Elementary School District on Anyssa Sanchez’s Title IX claims.

      1. The district court did not err in holding that, as presented here, the

harassment Sanchez endured was not “so severe, pervasive, and objectively

offensive that it effectively bar[red] [Sanchez’s] access to an educational

opportunity or benefit.” LaShonda D. ex rel. Davis v. Monroe Cty. Bd. of Educ.,

526 U.S. 629, 633 (1999). The only potential denial of “equal access” that

Sanchez identified was her one-day suspension and brief removal from honor roll;

she did not identify any ongoing impediment to her education, such as lowered

grades. Id. at 651–52. The only harassment she “link[ed]” to that denial was one

physical incident in which a male student briefly flicked her chest (and she kneed

him in the groin in response). Id. at 652. That one incident, standing alone, is

insufficiently “severe, pervasive, and objectively offensive” to be considered

actionable peer-to-peer harassment under Title IX.

      2. The district court also properly held that Sanchez failed to establish a

prima facie case of retaliation under Title IX. See Ollier v.
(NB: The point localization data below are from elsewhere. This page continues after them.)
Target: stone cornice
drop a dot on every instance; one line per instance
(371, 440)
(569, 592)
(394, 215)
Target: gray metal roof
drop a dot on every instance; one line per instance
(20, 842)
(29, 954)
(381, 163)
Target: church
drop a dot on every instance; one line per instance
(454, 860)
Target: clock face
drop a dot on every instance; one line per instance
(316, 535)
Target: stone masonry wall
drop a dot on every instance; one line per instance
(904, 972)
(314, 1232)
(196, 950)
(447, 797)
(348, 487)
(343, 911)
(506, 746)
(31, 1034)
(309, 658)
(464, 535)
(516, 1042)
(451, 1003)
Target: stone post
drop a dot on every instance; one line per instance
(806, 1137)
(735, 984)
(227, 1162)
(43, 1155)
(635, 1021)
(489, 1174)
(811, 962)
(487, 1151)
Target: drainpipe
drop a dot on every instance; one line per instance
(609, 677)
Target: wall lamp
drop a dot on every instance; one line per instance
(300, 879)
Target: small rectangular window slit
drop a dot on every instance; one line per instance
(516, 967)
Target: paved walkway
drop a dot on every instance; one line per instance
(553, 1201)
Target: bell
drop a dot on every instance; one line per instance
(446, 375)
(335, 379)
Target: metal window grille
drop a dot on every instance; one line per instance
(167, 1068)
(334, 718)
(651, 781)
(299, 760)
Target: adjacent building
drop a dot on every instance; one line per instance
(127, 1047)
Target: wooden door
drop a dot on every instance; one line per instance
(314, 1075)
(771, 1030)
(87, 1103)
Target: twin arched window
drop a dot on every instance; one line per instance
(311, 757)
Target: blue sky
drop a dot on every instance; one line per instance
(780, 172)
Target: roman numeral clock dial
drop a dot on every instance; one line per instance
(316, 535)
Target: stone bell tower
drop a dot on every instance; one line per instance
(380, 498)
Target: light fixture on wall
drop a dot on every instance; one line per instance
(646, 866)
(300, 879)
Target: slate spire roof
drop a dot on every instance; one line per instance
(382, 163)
Sweetwater Union High

Sch. Dist., 768 F.3d 843, 867 (9th Cir. 2014). Here, too, Sanchez alleged just one

“adverse action”: her one-day suspension and brief removal from honor roll. Id.
                                                                         Page 3 of 3
      Before the physical incident, Sanchez reported to a teacher that her friend

had been harassed. That report was a protected activity even though Sanchez was

not the “subject” of the report. Jackson v. Birmingham Bd. of Educ., 544 U.S. 167,

179 (2005). But there was no “causal link” between that report and the adverse

action because Sanchez never disputed that she was suspended and removed from

honor roll only because she kneed the male student. Ollier, 768 F.3d at 867.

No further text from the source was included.